Raluca se quedó de pie, dando a entender que le urgía estar sola. Virginie captó enseguida.

-Acompáñeme, Chloé. Le mostraré su habitación.
-Nos veremos, niña. Con tu permiso.

Gabriela caminaba como si sus pies fueran de plomo, intentando meterse en la cabeza que su nombre era otro. Aunque la casa era elegante, no le gustaba la atmósfera controladora de la misma y algo le hacía presentir que era urgente que Bertrand, el mayordomo, se marchara pronto.

-Me disculpo por tener esta casa tan poco práctica, pero ojalá usted entienda que es por seguridad.
-No lo había notado, princesa - mintió Gabriela.
-Preferiría que me llamara Virginie, así evitamos problemas.
-Ignoraré el protocolo como ha sugerido.

Ambas se dirigieron a la terraza y un poco después, Virginie abrió una puerta que yacía al lado izquierdo del ventanal.

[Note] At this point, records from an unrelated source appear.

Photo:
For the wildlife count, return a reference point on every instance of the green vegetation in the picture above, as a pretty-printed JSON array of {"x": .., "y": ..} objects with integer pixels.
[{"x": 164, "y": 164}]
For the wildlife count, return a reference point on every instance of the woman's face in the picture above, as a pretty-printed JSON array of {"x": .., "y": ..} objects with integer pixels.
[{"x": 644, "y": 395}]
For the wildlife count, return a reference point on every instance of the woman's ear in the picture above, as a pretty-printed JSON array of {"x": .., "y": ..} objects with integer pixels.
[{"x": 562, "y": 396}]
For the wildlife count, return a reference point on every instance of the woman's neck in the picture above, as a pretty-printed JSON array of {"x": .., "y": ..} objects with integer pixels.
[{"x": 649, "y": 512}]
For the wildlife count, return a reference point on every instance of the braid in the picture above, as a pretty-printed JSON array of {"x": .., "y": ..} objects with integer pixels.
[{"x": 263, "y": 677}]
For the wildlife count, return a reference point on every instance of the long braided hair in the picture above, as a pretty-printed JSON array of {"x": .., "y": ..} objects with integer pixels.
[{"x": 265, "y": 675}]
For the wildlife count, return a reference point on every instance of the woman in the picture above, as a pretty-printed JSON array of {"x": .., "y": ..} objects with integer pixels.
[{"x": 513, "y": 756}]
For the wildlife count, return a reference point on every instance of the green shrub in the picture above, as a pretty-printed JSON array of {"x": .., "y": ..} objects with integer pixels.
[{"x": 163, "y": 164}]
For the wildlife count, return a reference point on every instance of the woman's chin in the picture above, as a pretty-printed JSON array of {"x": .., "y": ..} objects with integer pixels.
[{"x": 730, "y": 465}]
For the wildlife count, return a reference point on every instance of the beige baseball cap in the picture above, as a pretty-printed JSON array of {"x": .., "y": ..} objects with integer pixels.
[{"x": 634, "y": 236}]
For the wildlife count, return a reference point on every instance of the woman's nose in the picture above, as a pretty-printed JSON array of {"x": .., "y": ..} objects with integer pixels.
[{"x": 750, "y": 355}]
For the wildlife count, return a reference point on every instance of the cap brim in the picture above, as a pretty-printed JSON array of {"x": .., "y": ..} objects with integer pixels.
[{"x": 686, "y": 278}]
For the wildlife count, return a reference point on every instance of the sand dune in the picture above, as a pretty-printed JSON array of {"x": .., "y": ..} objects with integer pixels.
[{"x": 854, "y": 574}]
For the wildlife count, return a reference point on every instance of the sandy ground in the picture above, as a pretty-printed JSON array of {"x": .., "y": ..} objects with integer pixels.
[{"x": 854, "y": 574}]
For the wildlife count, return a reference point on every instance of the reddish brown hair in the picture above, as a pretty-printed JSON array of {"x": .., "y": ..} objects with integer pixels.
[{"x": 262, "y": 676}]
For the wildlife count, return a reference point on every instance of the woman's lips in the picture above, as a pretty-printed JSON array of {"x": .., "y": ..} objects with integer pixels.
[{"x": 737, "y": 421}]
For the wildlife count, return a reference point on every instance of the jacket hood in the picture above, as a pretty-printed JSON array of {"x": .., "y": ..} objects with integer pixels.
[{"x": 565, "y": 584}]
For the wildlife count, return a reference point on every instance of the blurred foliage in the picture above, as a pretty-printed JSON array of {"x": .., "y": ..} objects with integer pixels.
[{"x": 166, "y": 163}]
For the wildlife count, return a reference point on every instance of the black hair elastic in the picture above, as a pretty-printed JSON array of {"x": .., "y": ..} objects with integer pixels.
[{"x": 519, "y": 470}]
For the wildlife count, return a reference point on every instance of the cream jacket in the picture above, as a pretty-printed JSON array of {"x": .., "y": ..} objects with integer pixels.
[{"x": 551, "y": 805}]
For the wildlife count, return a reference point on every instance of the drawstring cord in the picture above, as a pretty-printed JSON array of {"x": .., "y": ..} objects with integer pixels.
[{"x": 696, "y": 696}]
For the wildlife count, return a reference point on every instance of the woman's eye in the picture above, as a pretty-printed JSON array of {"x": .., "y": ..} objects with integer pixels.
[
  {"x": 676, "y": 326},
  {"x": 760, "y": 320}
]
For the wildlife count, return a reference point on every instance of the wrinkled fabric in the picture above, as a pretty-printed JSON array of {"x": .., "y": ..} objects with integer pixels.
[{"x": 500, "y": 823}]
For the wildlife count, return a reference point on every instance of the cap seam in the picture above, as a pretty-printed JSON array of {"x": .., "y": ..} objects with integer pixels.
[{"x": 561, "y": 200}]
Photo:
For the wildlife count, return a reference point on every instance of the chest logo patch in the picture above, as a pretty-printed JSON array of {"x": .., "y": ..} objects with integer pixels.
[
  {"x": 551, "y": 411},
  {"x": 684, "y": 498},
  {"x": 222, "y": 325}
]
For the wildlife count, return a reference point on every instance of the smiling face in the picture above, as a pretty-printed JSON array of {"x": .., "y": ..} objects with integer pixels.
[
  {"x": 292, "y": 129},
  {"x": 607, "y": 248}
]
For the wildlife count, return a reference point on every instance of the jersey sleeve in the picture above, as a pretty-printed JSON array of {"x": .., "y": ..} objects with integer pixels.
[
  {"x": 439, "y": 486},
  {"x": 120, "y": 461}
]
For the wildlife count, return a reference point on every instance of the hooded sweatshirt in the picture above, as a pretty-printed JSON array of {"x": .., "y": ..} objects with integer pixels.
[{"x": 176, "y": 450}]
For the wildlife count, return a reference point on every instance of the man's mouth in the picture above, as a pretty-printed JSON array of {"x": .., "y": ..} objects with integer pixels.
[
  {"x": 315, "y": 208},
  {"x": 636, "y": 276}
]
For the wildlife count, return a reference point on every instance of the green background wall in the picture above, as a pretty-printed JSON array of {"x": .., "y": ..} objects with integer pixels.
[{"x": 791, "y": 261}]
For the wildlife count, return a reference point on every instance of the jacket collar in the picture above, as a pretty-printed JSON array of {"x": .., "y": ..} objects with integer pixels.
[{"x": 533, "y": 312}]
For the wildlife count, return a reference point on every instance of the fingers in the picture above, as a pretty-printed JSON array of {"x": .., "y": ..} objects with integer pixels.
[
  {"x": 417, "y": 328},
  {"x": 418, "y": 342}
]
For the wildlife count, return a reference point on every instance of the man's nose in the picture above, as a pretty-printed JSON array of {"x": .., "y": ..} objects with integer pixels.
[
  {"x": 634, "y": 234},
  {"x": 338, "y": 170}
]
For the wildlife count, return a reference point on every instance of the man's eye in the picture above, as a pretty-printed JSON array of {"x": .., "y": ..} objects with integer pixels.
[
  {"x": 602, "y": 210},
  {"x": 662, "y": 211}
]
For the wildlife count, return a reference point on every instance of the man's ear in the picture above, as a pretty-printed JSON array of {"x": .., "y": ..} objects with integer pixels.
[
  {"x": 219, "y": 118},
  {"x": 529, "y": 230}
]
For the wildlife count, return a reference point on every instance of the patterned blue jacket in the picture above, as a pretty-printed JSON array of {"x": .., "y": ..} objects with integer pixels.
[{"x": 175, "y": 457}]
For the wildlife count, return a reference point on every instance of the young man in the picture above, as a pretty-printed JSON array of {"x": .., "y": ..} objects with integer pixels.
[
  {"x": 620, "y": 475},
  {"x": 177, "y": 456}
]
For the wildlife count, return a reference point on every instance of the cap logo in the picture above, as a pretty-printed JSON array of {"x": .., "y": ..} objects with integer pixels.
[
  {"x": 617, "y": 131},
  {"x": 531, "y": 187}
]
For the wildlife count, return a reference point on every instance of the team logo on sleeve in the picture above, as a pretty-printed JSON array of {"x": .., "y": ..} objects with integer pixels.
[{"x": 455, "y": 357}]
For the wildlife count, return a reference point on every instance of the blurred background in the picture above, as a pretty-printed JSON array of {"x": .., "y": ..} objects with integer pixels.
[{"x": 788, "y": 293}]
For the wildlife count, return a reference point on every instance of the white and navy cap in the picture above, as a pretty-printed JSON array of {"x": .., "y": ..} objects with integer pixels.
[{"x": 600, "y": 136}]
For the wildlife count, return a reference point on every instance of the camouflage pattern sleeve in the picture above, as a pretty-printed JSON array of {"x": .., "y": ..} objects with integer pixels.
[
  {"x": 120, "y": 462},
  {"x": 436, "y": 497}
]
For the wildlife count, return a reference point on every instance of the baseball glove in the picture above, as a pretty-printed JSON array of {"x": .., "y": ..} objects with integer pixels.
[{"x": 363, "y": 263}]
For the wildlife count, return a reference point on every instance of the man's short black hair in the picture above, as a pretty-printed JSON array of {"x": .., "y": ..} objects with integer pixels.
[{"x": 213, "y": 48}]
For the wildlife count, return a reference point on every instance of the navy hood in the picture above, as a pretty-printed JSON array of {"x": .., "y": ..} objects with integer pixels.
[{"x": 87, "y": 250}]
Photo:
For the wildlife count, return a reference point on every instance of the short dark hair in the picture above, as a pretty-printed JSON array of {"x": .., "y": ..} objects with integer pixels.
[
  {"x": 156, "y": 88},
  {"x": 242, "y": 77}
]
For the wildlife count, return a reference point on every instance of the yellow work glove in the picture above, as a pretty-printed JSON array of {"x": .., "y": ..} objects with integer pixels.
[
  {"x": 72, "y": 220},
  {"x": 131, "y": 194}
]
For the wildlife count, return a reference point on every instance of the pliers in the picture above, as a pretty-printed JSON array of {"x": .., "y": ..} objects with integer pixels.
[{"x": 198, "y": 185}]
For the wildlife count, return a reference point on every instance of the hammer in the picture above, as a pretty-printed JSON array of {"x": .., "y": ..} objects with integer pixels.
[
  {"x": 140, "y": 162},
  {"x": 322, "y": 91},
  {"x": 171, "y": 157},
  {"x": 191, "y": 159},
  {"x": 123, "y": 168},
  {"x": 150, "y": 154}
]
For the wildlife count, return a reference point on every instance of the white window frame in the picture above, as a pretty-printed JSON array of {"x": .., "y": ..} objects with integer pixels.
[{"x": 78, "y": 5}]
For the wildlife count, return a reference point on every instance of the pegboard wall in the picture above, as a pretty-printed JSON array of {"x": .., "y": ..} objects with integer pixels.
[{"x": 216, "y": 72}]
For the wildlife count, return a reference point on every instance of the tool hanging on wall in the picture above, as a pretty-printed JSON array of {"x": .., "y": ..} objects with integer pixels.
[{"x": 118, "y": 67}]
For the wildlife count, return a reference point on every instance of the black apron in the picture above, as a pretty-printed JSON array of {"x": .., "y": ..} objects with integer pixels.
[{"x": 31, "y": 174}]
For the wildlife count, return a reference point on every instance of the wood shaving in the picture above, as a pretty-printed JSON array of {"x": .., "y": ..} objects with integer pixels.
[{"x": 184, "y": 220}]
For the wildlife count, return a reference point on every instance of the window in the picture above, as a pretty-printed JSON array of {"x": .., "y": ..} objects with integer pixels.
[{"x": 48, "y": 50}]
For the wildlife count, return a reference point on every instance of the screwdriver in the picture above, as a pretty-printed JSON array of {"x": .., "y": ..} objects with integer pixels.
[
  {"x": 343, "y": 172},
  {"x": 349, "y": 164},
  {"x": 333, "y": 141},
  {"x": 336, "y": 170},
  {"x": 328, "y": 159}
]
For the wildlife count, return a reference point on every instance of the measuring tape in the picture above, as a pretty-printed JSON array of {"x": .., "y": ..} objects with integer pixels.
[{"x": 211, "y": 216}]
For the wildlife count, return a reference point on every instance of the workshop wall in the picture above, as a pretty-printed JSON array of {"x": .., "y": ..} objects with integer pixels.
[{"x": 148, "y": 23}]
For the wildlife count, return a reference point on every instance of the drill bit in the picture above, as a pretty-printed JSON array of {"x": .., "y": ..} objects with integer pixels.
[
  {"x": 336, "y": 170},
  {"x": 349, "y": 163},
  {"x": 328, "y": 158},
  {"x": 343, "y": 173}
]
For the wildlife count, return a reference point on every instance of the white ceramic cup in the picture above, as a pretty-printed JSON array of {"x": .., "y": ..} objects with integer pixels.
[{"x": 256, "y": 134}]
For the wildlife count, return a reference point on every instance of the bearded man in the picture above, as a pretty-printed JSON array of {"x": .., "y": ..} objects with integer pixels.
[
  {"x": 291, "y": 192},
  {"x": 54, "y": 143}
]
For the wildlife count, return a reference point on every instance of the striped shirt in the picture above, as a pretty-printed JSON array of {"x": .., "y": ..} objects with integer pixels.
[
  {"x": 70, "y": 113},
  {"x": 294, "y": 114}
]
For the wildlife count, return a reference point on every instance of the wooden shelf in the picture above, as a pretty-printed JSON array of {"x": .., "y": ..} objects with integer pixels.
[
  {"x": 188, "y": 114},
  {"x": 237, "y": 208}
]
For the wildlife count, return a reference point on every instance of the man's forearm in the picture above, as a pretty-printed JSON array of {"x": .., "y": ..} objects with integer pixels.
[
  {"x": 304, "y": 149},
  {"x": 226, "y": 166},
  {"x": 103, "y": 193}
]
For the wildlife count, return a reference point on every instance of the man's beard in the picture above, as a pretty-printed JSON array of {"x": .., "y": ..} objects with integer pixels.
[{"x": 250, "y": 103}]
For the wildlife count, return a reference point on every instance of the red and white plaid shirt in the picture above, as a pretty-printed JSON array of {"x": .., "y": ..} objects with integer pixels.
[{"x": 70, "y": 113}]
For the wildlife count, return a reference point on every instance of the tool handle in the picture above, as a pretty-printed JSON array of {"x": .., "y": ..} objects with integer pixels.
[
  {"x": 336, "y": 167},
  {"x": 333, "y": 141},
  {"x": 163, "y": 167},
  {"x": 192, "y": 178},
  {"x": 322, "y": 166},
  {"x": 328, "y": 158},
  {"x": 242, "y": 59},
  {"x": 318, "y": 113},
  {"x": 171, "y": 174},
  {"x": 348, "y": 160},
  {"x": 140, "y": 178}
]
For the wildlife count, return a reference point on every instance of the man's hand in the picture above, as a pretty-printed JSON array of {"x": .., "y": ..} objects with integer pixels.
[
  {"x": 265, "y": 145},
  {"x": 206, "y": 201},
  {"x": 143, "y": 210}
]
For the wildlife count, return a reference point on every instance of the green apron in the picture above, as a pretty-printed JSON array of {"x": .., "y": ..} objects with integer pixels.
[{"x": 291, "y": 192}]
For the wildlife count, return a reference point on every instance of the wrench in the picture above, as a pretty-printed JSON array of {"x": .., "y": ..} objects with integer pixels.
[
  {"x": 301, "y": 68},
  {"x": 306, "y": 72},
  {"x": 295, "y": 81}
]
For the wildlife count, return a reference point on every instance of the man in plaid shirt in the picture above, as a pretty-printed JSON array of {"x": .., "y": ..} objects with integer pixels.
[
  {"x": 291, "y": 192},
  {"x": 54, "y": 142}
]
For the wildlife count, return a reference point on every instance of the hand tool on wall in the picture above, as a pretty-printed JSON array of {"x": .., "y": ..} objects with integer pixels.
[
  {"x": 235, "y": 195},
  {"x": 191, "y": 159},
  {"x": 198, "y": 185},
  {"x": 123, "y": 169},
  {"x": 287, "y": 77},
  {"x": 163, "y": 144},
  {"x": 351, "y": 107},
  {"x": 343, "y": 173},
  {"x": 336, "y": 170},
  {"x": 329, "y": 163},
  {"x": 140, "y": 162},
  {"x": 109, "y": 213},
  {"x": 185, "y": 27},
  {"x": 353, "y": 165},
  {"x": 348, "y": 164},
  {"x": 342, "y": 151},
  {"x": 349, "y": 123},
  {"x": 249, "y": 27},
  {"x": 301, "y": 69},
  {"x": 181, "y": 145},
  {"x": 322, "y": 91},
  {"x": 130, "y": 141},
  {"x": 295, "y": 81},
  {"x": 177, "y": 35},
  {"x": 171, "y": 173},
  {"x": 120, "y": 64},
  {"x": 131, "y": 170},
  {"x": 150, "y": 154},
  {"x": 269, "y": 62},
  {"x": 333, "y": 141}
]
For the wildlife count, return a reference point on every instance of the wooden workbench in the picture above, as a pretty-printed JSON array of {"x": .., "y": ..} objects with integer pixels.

-Su dormitorio está lejos de las habitaciones principales, pero Raluca ocupa el cuarto de al lado.
-Eso hará más fácil atenderla.
-Sólo abra la puerta roja para ir con ella. Tome en cuenta que es una niña muy sensible y podría ponerse a gritar o enfadarse mucho.
-No se preocupe, sabré cómo resolverlo. Un poco de lectura cada noche y arroparla de vez en cuando le harán bien.
-Si a usted le funciona, yo lo apruebo.
-Por favor, expréseme sus dudas.
-Escuche, Chloé: No meta a ningún hombre a la casa o amistades, de lo contrario, será despedida inmediatamente.
-Estoy de acuerdo, a mí tampoco me gustaría que mi hija estuviera rodeada de gente que no conoce.
-¿Usted es madre?
-No, pero si tuviera una familia, también pediría lo mismo.
-Supongo que más tarde conversaremos sobre otras reglas y la disciplina. Vendré a buscarla en la cena. Bertrand traerá su equipaje en unos minutos. Descanse.

Virginie abandonó la habitación y Gabriela permaneció frente a su propia ventana, observando como iniciaba una lluvia y a Raluca jugando en el pasto mientras el mayordomo trataba de convencerla de ingresar a la casa. Después miró su teléfono, mismo que poco después comenzó a sonar.

-Dime.
-¿Ya te instalaste?
-Sí ¿Ahora qué?
-Espera instrucciones. Nos vemos en Trocadero el domingo, adiós.

Gabriela colgó, pero leyó la hora en la pantalla de su celular y sabiendo que nadie rastreaba sus llamadas aún, aprovechó el momento y marcó impulsivamente el número nuevo de Carlota, mismo que había obtenido en respuesta a un mensaje que envió a Tamara, en el cual le pidió comprarle a la niña un teléfono.

-Contesta, por favor .... ¿Por qué tardas tanto?

Lógicamente, sólo quería asegurarse de que se hallaba bien.


Hammersmith.

Carlota y Joubert habían ido por un bote de palomitas en la cafetería del centro de convenciones y cuando aguardaban en la fila, ell sintió como su móvil vibraba. Con prisa porque no lo encontraba, terminó tirando sus pertenencias y levantando el aparato, suplicando que aún sirviera.

-¿Hola? ¿¡Hola!?  ... ¿Quién llama? ... ¿Es una broma? ... Bueno, al menos no es el mudo porque ya hubiera colgado ... A lo mejor se marcó sin querer ¿Me escucha? Me llamó por accidente, espero que no gaste todo su saldo.
-Disculpe - pronunció una graciosa voz aflautada - No volverá a ocurrir, gracias por avisarme.
-De nada.
-Es un celular nuevo, todavía no sé bien cómo usarlo, gracias otra vez.
-No fue nada
-Adiós.

La joven Liukin oprimió el botón para concluir la conversación.

-¿Quién era?
-No sé, pero marcó por error.
-Qué bueno que no fue un loco.
-¡Perdimos el turno!
-No importa. Nos formamos otra vez. Te ayudo con el bolso.
-Eres muy lindo, Joubert. Gracias.

Al otro lado del auricular, Gabriela suspiró aliviada. Al menos sabía cómo localizar a Carlota temporalmente, tomando en cuenta que la niña solía extraviar el móvil cada cuatro o cinco meses.

*Lyosha es el apelativo de Alexei en ruso.